Hockenmaier Julia, Joshi Aravind K, Dill Ken A
Institute for Research in Cognitive Science and Department of Computer and Information Science, University of Pennsylvania, Philadelphia, PA 19104-6228, USA.
Proteins. 2007 Jan 1;66(1):1-15. doi: 10.1002/prot.21195.
An important puzzle in structural biology is the question of how proteins are able to fold so quickly into their unique native structures. There is much evidence that protein folding is hierarchic. In that case, folding routes are not linear, but have a tree structure. Trees are commonly used to represent the grammatical structure of natural language sentences, and chart parsing algorithms efficiently search the space of all possible trees for a given input string. Here we show that one such method, the CKY algorithm, can be useful both for providing novel insight into the physical protein folding process, and for computational protein structure prediction. As proof of concept, we apply this algorithm to the HP lattice model of proteins. Our algorithm identifies all direct folding route trees to the native state and allows us to construct a simple model of the folding process. Despite its simplicity, our model provides an account for the fact that folding rates depend only on the topology of the native state but not on sequence composition.

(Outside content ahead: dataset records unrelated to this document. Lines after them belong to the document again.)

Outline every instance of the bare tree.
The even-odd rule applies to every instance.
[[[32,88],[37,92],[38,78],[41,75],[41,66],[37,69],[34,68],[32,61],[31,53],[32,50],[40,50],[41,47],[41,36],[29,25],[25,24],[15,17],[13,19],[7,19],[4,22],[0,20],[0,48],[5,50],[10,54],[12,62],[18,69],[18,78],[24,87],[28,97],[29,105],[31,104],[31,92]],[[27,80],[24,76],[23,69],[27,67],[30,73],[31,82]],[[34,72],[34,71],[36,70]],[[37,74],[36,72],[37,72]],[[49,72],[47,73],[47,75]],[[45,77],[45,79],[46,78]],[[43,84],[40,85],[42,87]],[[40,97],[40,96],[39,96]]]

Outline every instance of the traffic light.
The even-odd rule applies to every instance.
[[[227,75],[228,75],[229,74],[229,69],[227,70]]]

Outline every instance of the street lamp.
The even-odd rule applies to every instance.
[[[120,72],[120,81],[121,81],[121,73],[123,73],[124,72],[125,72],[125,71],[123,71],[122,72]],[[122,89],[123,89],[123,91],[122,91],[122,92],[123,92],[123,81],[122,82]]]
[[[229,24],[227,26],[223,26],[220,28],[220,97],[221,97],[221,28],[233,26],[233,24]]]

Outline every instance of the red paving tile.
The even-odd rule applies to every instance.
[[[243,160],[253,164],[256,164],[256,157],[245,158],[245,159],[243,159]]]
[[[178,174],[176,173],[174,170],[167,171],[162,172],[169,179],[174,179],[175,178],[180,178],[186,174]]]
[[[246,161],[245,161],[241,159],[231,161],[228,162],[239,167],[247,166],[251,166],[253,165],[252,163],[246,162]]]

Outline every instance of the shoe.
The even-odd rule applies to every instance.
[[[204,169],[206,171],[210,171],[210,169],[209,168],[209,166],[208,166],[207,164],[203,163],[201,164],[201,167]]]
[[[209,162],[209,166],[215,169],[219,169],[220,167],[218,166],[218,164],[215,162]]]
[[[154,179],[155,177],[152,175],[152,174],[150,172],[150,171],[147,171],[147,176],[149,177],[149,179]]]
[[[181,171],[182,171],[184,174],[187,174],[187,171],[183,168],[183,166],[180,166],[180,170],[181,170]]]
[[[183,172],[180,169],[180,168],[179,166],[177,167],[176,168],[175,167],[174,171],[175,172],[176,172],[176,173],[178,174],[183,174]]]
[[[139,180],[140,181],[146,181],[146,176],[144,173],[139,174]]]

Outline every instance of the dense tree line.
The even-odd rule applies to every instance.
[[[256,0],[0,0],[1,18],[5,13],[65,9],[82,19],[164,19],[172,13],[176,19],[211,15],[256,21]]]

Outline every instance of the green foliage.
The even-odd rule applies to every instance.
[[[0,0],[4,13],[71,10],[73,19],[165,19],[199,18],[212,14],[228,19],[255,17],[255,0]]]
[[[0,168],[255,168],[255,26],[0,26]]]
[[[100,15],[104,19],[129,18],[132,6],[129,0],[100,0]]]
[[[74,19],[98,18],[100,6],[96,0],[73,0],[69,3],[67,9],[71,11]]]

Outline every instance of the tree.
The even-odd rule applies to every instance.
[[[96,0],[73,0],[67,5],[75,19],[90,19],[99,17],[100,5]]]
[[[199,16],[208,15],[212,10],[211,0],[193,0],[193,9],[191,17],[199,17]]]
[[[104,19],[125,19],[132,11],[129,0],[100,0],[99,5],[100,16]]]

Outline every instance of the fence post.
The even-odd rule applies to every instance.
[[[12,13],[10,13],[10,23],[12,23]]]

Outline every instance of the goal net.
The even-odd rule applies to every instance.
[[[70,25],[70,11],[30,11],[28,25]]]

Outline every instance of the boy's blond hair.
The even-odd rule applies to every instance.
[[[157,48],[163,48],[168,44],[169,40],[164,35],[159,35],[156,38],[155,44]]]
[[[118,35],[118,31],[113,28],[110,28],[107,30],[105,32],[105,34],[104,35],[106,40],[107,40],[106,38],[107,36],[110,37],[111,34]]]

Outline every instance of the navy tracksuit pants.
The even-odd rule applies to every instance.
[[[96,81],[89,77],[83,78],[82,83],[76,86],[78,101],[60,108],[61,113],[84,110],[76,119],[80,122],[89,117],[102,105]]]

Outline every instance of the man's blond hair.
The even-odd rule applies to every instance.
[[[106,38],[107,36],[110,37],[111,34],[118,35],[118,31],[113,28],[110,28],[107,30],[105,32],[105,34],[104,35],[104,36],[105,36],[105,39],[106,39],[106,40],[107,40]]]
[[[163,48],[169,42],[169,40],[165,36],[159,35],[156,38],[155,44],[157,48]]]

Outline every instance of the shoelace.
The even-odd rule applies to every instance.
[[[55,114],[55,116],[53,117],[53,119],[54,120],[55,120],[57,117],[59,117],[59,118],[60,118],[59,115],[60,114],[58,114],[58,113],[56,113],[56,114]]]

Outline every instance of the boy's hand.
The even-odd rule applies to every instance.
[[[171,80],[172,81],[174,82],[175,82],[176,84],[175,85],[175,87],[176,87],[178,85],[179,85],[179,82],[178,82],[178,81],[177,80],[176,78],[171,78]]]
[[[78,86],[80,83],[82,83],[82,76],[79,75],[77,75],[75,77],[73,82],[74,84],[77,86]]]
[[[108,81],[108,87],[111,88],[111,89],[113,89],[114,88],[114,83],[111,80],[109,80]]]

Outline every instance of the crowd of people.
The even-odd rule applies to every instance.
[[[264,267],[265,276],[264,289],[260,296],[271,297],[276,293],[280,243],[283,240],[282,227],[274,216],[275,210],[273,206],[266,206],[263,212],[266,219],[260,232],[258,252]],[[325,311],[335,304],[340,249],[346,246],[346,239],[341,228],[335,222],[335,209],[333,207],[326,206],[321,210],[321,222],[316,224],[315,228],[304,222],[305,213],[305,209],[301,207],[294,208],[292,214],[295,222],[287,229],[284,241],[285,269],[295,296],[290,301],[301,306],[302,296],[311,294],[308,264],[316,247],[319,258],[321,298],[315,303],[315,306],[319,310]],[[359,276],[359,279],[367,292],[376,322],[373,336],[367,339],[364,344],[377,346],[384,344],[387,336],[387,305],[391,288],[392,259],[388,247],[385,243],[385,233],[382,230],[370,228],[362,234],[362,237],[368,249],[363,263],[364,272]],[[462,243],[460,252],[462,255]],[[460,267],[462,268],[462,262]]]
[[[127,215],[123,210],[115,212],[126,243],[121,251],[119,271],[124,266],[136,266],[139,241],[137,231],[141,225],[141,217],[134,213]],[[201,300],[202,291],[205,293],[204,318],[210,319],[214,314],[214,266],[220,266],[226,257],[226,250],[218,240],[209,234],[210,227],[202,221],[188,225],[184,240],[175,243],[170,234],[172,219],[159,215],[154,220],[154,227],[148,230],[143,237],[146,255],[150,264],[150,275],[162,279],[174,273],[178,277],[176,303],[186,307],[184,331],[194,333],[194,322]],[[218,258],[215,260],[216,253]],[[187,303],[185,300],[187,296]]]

结构生物学中的一个重要谜题是蛋白质如何能够如此迅速地折叠成其独特的天然结构。有大量证据表明蛋白质折叠是分层进行的。在这种情况下,折叠路径不是线性的,而是具有树状结构。树通常用于表示自然语言句子的语法结构,并且图表解析算法可以有效地在给定输入字符串的所有可能树的空间中进行搜索。在这里,我们表明一种这样的方法,即CKY算法,对于深入了解蛋白质折叠的物理过程以及用于计算蛋白质结构预测都可能是有用的。作为概念验证,我们将此算法应用于蛋白质的HP晶格模型。我们的算法识别出所有通向天然状态的直接折叠路径树,并使我们能够构建一个简单的折叠过程模型。尽管我们的模型很简单,但它解释了折叠速率仅取决于天然状态的拓扑结构而不取决于序列组成这一事实。